MaxFrame is a computational framework created by Alibaba Cloud to provide a way for Python developers to parallelize their code with MaxCompute. It creates a runnable computation graph locally, submits it to MaxCompute to execute and obtains results from MaxCompute.
MaxFrame client is the client of MaxFrame. Currently it provides a DataFrame-based SDK with compatible APIs for pandas. In future, other common Python libraries like numpy and scikit-learn will be added as well. Python 3.7 is recommended for MaxFrame client to enable all functionalities while supports for higher Python versions are on the way.
You may install MaxFrame client through PIP:
pip install maxframe
Latest beta version can be installed with --pre
argument:
pip install --pre maxframe
You can also install MaxFrame client from source code:
pip install git+https://github.com/aliyun/alibabacloud-odps-maxframe-client.git
We show a simple code example of MaxFrame client which read data from a MaxCompute table, performs some simple data transform and writes back into MaxCompute.

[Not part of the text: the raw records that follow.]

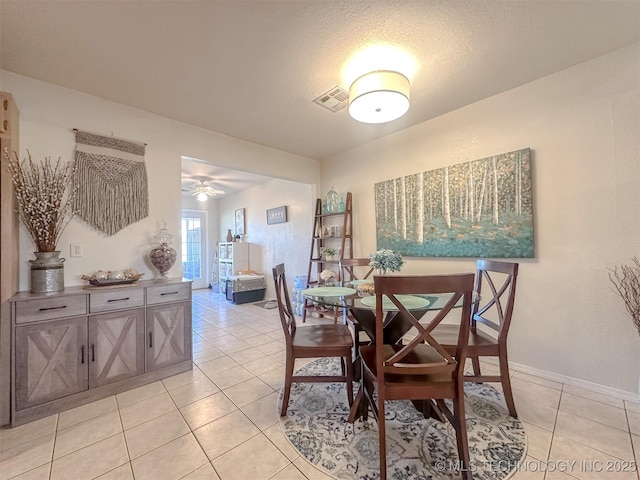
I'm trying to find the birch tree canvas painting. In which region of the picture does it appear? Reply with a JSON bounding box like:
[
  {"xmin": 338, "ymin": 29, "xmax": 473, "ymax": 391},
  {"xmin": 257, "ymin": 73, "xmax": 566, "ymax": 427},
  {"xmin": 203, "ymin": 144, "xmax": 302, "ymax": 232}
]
[{"xmin": 374, "ymin": 148, "xmax": 534, "ymax": 258}]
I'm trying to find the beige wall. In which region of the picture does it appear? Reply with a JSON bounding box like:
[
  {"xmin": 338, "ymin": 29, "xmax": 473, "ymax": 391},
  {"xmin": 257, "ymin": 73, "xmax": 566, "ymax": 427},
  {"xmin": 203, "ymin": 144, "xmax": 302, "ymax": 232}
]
[
  {"xmin": 322, "ymin": 45, "xmax": 640, "ymax": 393},
  {"xmin": 0, "ymin": 45, "xmax": 640, "ymax": 396},
  {"xmin": 0, "ymin": 71, "xmax": 320, "ymax": 290}
]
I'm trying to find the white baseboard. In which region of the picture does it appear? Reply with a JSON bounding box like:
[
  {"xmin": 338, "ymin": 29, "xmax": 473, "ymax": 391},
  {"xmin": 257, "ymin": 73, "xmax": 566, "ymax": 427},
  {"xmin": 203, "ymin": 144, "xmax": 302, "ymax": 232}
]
[{"xmin": 482, "ymin": 357, "xmax": 640, "ymax": 402}]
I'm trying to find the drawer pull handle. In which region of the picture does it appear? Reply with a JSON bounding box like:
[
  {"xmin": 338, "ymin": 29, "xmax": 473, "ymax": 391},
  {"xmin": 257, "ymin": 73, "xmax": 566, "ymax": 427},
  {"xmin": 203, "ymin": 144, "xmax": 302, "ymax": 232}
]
[{"xmin": 40, "ymin": 305, "xmax": 67, "ymax": 312}]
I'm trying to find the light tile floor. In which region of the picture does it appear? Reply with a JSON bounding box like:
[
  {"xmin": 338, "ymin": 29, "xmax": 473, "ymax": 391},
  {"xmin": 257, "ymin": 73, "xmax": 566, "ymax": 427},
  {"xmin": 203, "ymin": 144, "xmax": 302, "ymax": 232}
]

import maxframe.dataframe as md
import os
from maxframe import new_session
from odps import ODPS
o = ODPS(
os.getenv('ALIBABA_CLOUD_ACCESS_KEY_ID'),
os.getenv('ALIBABA_CLOUD_ACCESS_KEY_SECRET'),
project='your-default-project',
endpoint='your-end-point',
)
session = new_session(o)
df = md.read_odps_table("source_table")
df["A"] = "prefix_" + df["A"]
md.to_odps_table(df, "prefix_source_table")
Detailed documentations can be found here.
Licensed under the Apache License 2.0.